Ecological drift in the flour beetle microbiome and associated instability in host benefits
Abstract
Many eukaryotes harbor complex microbial communities that provide significant benefits to the host. However, recent work demonstrates substantial variation in microbiota across hosts and over time, though the causes and consequences of this instability are not always clear. We describe large temporal, among-individual and across-population variation in the microbiome of the red flour beetle Tribolium castaneum, a widespread pest of stored grain flour and a laboratory model organism. Across 5 years, the total load and composition of the bacterial community of laboratory beetle populations fluctuated dramatically, cycling between a few dominant taxa and hundreds of rare taxa. We show that this ecological drift is caused by a lack of maternal microbial transmission and large microbial load fluctuations in flour, which is the primary reservoir of microbial inocula.
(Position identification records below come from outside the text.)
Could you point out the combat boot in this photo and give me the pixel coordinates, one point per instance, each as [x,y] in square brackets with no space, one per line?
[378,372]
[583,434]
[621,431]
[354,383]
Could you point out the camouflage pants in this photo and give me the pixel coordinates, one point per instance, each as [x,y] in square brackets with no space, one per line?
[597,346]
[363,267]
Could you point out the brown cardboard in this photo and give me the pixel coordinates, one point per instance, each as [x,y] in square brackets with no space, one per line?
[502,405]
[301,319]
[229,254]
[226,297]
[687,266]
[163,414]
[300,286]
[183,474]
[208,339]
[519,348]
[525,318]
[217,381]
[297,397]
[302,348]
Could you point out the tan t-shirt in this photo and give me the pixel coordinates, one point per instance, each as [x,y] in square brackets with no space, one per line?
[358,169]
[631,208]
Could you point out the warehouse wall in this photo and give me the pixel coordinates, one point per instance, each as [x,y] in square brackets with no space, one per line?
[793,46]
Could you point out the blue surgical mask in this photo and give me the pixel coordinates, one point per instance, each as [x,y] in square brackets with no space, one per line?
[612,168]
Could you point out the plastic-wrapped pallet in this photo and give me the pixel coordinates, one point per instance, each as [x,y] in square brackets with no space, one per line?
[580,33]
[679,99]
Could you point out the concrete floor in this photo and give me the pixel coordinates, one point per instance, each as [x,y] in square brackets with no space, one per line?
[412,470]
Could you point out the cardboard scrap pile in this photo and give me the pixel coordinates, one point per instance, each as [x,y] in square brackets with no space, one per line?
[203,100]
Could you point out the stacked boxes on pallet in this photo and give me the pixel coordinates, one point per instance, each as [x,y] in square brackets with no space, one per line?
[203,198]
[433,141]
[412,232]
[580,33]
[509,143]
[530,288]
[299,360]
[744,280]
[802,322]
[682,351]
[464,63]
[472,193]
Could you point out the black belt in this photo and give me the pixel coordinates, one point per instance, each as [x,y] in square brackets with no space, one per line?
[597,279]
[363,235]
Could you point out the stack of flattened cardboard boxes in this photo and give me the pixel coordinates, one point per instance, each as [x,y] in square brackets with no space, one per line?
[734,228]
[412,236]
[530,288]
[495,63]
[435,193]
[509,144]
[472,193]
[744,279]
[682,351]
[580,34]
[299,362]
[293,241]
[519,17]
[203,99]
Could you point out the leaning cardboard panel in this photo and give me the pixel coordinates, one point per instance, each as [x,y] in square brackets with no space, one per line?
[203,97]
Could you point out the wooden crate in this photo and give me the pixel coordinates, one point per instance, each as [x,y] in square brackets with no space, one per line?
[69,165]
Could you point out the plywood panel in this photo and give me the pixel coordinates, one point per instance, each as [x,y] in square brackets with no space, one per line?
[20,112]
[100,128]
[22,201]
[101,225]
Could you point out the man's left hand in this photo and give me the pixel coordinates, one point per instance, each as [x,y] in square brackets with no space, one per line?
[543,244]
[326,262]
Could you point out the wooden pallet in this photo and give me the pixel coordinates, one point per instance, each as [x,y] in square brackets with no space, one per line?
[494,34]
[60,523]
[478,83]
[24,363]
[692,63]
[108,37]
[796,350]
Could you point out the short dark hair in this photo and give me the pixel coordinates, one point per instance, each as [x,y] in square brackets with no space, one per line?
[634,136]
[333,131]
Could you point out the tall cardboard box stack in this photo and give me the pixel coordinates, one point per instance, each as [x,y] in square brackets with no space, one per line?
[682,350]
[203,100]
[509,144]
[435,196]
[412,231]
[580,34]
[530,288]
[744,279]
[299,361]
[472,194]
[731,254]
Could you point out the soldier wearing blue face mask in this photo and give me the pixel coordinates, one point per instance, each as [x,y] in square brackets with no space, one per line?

Newly hatched larvae (from eggs) and newly eclosed adults (from pupae) acquire microbes from ingested flour containing conspecific feces. The flour microbiome fluctuates with host population density and stage structure, with larval feces increasing microbial load and antimicrobial secretions from adults decreasing it. Periodic flour replacement during population maintenance also dramatically decreases flour bacterial load, contributing to stochasticity in microbial colonization. The resulting drift was associated with unstable fitness benefits for beetles, though we cannot disentangle cause vs. effect. Our work thus represents a case study of significant ecological drift even in a highly controlled laboratory environment. We suggest that such unstable microbial communities and variable host benefits may not be uncommon, and offer an opportunity to analyze early stages of the evolution and ecology of host-microbial interactions.